Wednesday, May 18, 2005
MAKING AIR TRAVEL LESS HEINOUS
Dear Mr. Flight Captain Person,
It is not necessary to tell me how many feet about ground we are currently located. I really do not want to know as I'm quite phobic of heights (and airline stewardesses. I hate suntan pantyhose.)
It would also be nice if the "fasten seatbelts" warning chime sounded more like "ding dong" and less like an ominous "uh-oh."
And please put more than one barf bag in the seat back behind my upright tray table.
Also, I would really appreciate not being seated next to a morbidly obese couple from Arizona who are flying for the very first time, to see their momma (yes, they have the same momma) in Texarkana.
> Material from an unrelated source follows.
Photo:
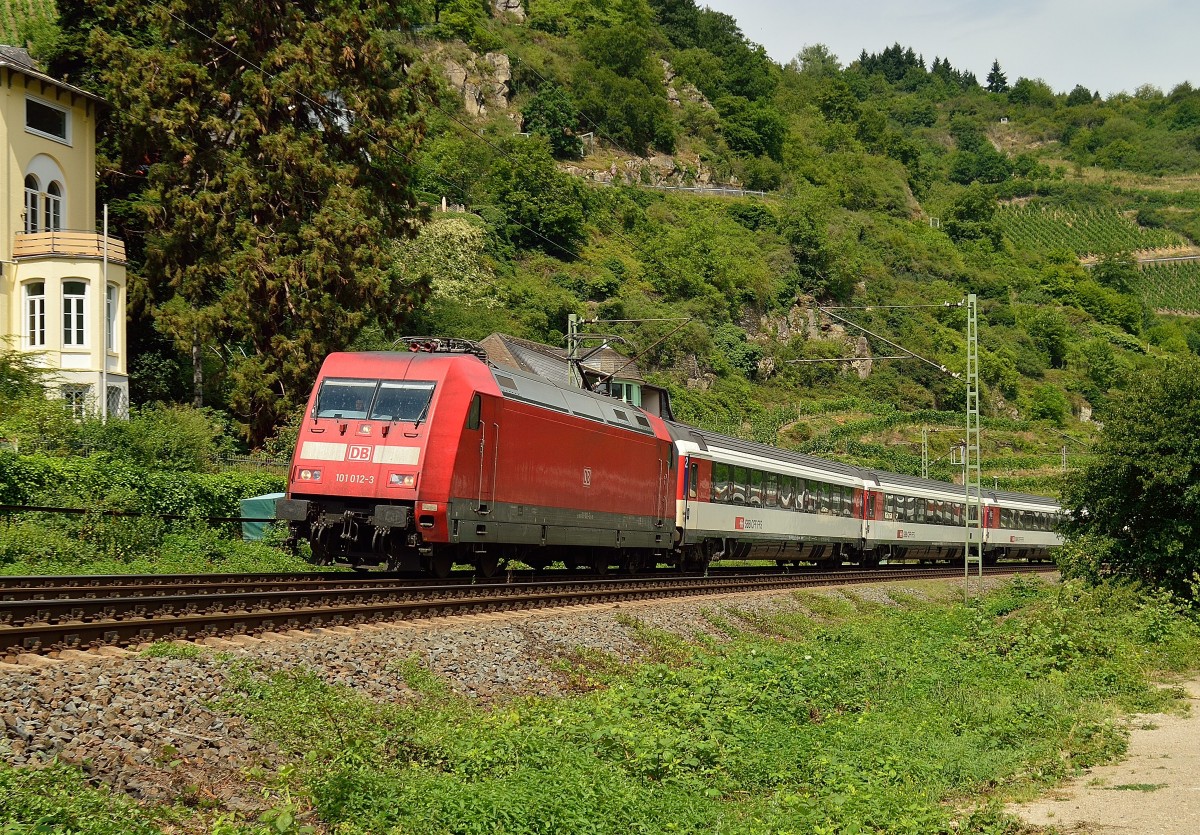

They will only order six miniature Jack Daniels and proceed to pass out, and then, in his sleep, between sawing logs, the husband will cough up approximately six (6) phlegm globbers, which he will spew like Old Faithful into the air. One will hit my tray table in its upright locked position and begin its slow and insidious descent towards my naked knee.
And your stewardess won't be able to do anything about it because you have overbooked the flight and I cannot escape or move, not even to cower in the blue water of the flying, metal robot crapper, which would be preferable to Captain Horky, but there is no standing allowed outside the restroom because I just might be a toilet-bombing terrorist.
Which is why I am asking for the barf bags. To cram onto Horky's head - I promise to cut out the eye holes, but no mouth hole, okay? Or else, please provide a button which will cause the oxygen masks to descend so that passengers plagued with a seatmate's b.o. can continue to breathe, or alternatively, strangle them with the tubing.